Should I open or buy a MaggieMoo's Ice Cream franchise in 2027?
Direct Answer
Probably not — unless you can secure a high-traffic mall or lifestyle-center pad with $100K+ liquid beyond the build-out, AND you accept that the parent company FAT Brands filed Chapter 11 on January 26, 2026, leaving the brand mid-restructuring as a 363-sale candidate.
Real 2027 floor: $243,800–$375,000 all-in (franchise fee $33,000, royalty 6%, marketing fund ~3%), breakeven 28–42 months for a typical mall in-line unit, conservative Year-1 cash flow $18,000–$45,000 after debt service on an AUV in the $310,000–$420,000 range. The hand-paddled mix-in model is labor-heavy, mall-rent-exposed, and seasonally brutal Q1.
A Bruster's drive-thru ($670K+ AUV) or an independent scoop shop clears the same cash with less brand-risk overhead.
The Real Numbers
MaggieMoo's last publicly circulated FDD figures (pre-bankruptcy, 2024 issuance carried into 2025 disclosures) and current FAT Brands SEC filings give us a defensible 2027 build. The brand operates roughly 55–65 domestic units (down from a peak above 180 in the early 2010s under Marble Slab/NexCen ownership) and remains in FAT Brands' "Snack Brands" segment alongside Marble Slab Creamery.
| Line item | Low | High | Source |
|---|---|---|---|
| Initial franchise fee | $33,000 | $33,000 | FDD Item 5 |
| Leasehold improvements / build-out | $85,000 | $145,000 | FDD Item 7 |
| Equipment (cases, blast freezer, slabs) | $55,000 | $85,000 | FDD Item 7 |
| Signage & POS | $12,000 | $22,000 | FDD Item 7 |
| Opening inventory | $8,000 | $14,000 | FDD Item 7 |
| Training & travel | $4,500 | $9,000 | FDD Item 7 |
| Insurance & deposits | $6,000 | $11,000 | FDD Item 7 |
| Grand opening marketing | $7,500 | $10,000 | FDD Item 7 |
| Working capital (3 mo) | $32,800 | $46,000 | FDD Item 7 |
| Total initial investment | $243,800 | $375,000 | FDD Item 7 range |
| Royalty (% of gross sales) | 6.0% | 6.0% | FDD Item 6 |
| National marketing fund | 2.0% | 3.0% | FDD Item 6 |
| Local marketing minimum | 1.0% | 2.0% | FDD Item 6 |
Revenue reality (2027 model): MaggieMoo's has historically been inconsistent on Item 19 disclosure — FAT Brands sister-brand Marble Slab Creamery posts a system AUV in the $340K–$385K range, and MaggieMoo's runs modestly below that given its smaller footprint and softer brand recognition.

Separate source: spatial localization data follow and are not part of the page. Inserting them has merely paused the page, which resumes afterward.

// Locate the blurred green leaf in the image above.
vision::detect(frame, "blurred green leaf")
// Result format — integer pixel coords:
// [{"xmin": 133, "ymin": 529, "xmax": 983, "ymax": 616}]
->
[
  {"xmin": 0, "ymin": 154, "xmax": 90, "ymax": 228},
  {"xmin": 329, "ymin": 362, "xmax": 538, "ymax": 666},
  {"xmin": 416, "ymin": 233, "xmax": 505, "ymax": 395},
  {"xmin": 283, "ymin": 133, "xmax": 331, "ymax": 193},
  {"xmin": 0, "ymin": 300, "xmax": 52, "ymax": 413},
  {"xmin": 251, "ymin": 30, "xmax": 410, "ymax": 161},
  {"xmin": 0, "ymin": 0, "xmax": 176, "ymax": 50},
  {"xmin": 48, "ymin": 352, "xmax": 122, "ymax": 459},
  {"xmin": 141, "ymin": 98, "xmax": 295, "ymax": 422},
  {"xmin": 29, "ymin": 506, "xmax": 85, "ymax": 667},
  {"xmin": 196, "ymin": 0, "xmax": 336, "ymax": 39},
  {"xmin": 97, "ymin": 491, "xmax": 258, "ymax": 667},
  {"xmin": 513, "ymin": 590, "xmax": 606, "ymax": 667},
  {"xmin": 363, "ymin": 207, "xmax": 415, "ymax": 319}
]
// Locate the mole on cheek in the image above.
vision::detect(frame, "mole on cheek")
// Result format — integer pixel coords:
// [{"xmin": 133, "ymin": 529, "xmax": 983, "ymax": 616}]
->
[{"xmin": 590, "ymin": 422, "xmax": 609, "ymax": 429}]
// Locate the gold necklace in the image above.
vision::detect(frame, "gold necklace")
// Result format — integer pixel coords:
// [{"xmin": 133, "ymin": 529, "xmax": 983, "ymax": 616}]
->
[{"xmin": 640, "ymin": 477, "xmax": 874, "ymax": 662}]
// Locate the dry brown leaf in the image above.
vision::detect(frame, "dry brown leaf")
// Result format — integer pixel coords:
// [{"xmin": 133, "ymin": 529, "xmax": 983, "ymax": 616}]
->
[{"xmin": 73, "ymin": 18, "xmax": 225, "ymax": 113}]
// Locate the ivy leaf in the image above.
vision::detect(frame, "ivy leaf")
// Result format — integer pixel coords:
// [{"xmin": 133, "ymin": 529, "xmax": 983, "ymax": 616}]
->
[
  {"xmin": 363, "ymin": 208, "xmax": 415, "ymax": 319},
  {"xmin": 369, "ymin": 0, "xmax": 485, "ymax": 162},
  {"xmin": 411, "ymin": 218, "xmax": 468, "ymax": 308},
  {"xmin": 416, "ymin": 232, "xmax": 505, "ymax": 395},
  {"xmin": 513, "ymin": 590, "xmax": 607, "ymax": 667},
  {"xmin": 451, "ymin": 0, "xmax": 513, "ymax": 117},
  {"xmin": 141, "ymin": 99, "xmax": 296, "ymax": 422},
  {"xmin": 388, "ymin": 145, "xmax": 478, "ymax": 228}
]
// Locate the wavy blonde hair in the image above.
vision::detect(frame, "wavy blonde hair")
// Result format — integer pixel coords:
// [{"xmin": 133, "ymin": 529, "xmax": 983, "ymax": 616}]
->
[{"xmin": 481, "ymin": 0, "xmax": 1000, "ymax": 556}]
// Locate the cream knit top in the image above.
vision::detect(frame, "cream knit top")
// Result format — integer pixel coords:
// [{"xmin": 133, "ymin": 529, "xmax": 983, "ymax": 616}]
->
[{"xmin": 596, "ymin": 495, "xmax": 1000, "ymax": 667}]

Direct comp Bruster's Real Ice Cream averages $673,000 AUV per location (Sharpsheets 2025 analysis) — but that's a drive-thru/walk-up freestanding model, not an in-line mall unit. A defensible 2027 MaggieMoo's pro-forma: $310K–$420K AUV, food cost 28–32%, labor 28–34%, rent + CAM 12–18% in mall, royalty + marketing 9%, leaving EBITDA margin of 6–11% ($19K–$46K).
Payback period: 5.5–8 years on a $300K build, far longer than the 3-year benchmark sophisticated franchise buyers underwrite to.
Who Wins With This Business
Winners share four traits: (1) owner-operator behind the counter 50+ hours/week — absentee MaggieMoo's units consistently underperform because the mix-in show IS the product; (2) secured a Class-A mall pad in a Simon Property Group A-tier or Brookfield top-100 mall with anchored foot traffic above 8M visits/year; (3) brought $120K+ liquid so the 7–9 month working-capital crunch through first Q1 doesn't kill them; (4) runs catering, custom cakes, and corporate-account programs as 25–35% of revenue mix — the in-line scoop business alone won't clear the breakeven hurdle.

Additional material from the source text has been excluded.